The potential inflation threat to low US bond yields cannot be dismissed entirely. While statistical base effects will lower annual US inflation later in 2021 and during the first half of 2022, a more consistent resurgence in annual inflation looms beyond mid-2022. The extraordinary rise in US house prices (up 17% y-o-y in May) will filter over time into the CPI via the cost of shelter component. The tightening US labour market will also deliver higher wages growth with average hourly earnings up 3.6% y-o-y in the latest June 2021 report and likely to rise consistently above 4% later this year. While temporary factors mean the annual increase in the US CPI falls below 3% y-o-y early in 2022, longer-term influences push it back up above 3% later in the year and force a reactive Fed to hike rates. At some point in the next few months, US bond yields are likely to rise to reflect higher longer-term inflation pressure and the monetary policy consequences.
In Australia, the rally in the bond market in July was stronger than in the US. The 10-year bond yield fell by 35bps to 1.17%. An additional driver for the strong bond rally was the prospect of a pause in Australia’s economic recovery caused by lockdowns; at one stage in July affecting 45% of Australia’s population.
Australia faces a negative growth quarter in Q3 and at this stage a soft start to Q4 depending upon how long the lockdowns last. Beyond the growth pause, the economic recovery should rekindle sharply, fueled in part by the swift introduction of income support payments, but also by the plan endorsed at the latest National Cabinet that provides a vaccination threshold, allowing a more certain and sustainable opening of the national economy. Greater certainty about freedom means businesses and households will spend confidently in 2022.
The Australian bond market, like its US counterpart, ignored evidence of higher inflation.

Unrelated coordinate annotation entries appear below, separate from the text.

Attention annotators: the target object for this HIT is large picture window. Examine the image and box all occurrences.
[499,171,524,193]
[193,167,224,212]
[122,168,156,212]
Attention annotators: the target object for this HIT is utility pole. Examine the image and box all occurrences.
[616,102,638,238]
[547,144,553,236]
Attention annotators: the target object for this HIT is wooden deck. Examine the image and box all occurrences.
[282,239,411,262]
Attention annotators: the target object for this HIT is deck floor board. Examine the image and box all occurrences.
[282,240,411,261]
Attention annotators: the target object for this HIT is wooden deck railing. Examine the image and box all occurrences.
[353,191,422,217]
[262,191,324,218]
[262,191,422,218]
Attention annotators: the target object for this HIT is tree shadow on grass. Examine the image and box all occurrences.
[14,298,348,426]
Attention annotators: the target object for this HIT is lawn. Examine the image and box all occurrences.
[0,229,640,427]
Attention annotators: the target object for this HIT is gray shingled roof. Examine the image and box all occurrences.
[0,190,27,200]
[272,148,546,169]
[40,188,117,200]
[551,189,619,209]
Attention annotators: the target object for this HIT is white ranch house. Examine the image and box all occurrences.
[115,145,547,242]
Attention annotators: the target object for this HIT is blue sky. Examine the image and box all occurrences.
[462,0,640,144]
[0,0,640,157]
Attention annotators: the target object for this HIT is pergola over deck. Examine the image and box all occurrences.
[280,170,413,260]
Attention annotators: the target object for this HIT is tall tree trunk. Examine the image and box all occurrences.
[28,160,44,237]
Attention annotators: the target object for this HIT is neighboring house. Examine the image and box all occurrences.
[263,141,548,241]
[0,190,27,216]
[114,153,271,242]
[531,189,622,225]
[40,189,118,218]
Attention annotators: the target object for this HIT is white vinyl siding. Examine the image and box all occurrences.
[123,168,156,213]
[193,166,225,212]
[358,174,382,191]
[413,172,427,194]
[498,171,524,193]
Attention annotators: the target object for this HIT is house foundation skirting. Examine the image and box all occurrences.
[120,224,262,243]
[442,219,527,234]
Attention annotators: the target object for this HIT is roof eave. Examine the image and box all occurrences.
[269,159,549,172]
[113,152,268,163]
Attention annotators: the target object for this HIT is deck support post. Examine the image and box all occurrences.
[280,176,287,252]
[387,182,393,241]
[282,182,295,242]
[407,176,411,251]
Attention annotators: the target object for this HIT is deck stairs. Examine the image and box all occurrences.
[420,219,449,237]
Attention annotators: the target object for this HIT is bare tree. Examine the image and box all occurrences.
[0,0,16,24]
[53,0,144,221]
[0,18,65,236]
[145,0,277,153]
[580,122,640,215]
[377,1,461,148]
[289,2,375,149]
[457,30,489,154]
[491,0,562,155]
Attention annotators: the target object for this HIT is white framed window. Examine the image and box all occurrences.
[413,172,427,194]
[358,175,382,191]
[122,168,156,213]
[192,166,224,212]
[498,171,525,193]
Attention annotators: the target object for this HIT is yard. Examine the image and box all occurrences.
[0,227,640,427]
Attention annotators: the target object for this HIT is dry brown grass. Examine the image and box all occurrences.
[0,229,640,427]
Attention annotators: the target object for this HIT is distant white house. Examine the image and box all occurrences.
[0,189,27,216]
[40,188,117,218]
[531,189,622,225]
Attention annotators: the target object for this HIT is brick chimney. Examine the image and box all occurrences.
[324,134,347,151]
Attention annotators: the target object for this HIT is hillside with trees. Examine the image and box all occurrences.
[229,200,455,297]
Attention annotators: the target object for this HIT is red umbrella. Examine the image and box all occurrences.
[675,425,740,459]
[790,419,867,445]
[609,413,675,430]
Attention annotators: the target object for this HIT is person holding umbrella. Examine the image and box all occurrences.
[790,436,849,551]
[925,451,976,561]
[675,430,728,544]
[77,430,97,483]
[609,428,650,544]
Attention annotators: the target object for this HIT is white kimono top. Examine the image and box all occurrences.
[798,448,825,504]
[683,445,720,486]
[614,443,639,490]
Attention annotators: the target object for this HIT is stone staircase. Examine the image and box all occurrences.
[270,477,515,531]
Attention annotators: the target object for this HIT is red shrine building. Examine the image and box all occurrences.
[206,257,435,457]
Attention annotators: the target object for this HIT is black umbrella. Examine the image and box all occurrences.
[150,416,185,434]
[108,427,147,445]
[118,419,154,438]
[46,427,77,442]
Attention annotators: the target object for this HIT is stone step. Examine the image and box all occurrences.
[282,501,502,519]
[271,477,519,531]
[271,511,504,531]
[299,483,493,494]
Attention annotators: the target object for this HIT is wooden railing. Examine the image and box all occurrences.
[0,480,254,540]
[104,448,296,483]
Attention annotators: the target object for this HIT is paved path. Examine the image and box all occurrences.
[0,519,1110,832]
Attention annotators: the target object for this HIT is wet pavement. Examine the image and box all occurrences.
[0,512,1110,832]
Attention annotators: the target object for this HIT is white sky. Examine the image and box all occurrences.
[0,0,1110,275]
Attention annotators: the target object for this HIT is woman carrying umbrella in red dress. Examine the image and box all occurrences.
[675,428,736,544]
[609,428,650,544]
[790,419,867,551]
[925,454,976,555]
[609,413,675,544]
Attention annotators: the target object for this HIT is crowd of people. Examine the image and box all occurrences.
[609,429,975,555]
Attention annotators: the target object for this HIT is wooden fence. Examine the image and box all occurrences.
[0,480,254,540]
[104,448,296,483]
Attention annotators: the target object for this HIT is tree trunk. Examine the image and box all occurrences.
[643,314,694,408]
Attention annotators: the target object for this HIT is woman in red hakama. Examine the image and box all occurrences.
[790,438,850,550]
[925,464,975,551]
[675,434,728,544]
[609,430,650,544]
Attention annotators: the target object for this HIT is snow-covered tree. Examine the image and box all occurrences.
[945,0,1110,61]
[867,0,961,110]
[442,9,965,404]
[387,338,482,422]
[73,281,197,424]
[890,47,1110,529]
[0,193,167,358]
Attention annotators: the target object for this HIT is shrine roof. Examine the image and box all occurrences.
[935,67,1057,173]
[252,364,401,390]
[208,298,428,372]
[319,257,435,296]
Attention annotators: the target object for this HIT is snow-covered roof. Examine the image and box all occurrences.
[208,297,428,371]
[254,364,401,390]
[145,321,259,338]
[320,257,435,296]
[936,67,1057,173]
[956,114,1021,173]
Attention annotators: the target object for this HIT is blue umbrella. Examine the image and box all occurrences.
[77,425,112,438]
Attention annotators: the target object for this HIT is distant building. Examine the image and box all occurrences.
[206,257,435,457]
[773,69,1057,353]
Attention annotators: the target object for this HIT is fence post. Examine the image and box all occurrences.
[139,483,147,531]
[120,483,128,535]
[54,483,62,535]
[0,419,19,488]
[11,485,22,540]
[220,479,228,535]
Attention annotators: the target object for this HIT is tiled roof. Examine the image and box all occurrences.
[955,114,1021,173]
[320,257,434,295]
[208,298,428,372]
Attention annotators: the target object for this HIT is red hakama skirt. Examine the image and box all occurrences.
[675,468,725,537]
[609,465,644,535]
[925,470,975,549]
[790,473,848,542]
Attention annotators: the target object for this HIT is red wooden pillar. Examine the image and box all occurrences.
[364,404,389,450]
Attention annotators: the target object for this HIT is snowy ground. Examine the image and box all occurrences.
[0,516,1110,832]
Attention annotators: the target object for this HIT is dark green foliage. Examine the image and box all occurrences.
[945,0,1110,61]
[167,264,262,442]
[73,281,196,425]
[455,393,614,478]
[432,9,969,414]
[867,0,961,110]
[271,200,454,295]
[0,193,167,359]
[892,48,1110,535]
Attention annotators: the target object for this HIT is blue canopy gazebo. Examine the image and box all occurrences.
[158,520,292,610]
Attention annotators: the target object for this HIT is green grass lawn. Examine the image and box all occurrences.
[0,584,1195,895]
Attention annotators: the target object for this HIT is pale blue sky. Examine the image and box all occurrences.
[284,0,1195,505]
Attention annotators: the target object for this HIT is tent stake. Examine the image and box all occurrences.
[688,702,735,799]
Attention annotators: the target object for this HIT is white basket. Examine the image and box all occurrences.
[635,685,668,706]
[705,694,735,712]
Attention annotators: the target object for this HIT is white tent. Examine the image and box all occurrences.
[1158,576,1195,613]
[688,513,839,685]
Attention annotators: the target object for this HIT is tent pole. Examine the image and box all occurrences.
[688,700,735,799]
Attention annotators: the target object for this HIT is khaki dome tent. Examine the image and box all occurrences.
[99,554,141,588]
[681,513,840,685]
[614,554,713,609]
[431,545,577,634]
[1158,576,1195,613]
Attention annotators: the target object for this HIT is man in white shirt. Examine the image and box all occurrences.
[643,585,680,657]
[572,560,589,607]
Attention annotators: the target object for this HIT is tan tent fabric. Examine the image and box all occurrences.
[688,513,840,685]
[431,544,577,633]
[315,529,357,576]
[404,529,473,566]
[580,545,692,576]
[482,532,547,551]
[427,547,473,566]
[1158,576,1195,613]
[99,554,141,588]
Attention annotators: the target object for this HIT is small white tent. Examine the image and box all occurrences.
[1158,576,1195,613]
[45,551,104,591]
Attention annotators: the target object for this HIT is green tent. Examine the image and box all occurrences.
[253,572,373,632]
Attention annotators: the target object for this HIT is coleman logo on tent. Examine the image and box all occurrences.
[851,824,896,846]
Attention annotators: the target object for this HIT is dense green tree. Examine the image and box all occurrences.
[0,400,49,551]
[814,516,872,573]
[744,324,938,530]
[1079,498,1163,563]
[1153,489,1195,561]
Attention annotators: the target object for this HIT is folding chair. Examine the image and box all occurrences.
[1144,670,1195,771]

The Q2 CPI rose 3.8% y-o-y up from 1.1% in Q1. The jump in the annual rate is mostly a base effect. In Q2 last year free childcare lowered the CPI 1.9% q-o-q whereas in Q2 this year there was a rise of 0.8% q-o-q. The underlying inflation measures, removing the effects of outlier price changes, show a less pronounced lift in annual inflation, with the average of the trimmed mean and weighted median measures lifting from 1.2% y-o-y in Q1 to 1.65% in Q2. In Q3, the annual headline CPI should fall to around 2.2%, but underlying inflation may lift towards 2%.
Prospective annual inflation hovering on all measures close to 2% will not alarm the RBA, especially with a near-term pull-back in growth and employment in prospect. We see stronger economic conditions developing beyond the next six months causing a renewed push upwards in annual inflation, especially in the second half of 2022. It will be that rise in inflation that eventually stirs the RBA into interest rate action, but the RBA has made it plain that it will not pre-empt the rise but will wait for solid evidence that higher inflation is occurring. We had penciled in Q4 2022 for a rate hike, but we now push that out six months to Q2 2023 although the RBA will still talk of no official rate rise before 2024, at earliest, at least while the current lockdowns last.
The RBA rate outlook is certainly more dovish than the Fed rate outlook. That alone means that Australian bonds continue to outperform their US counterparts.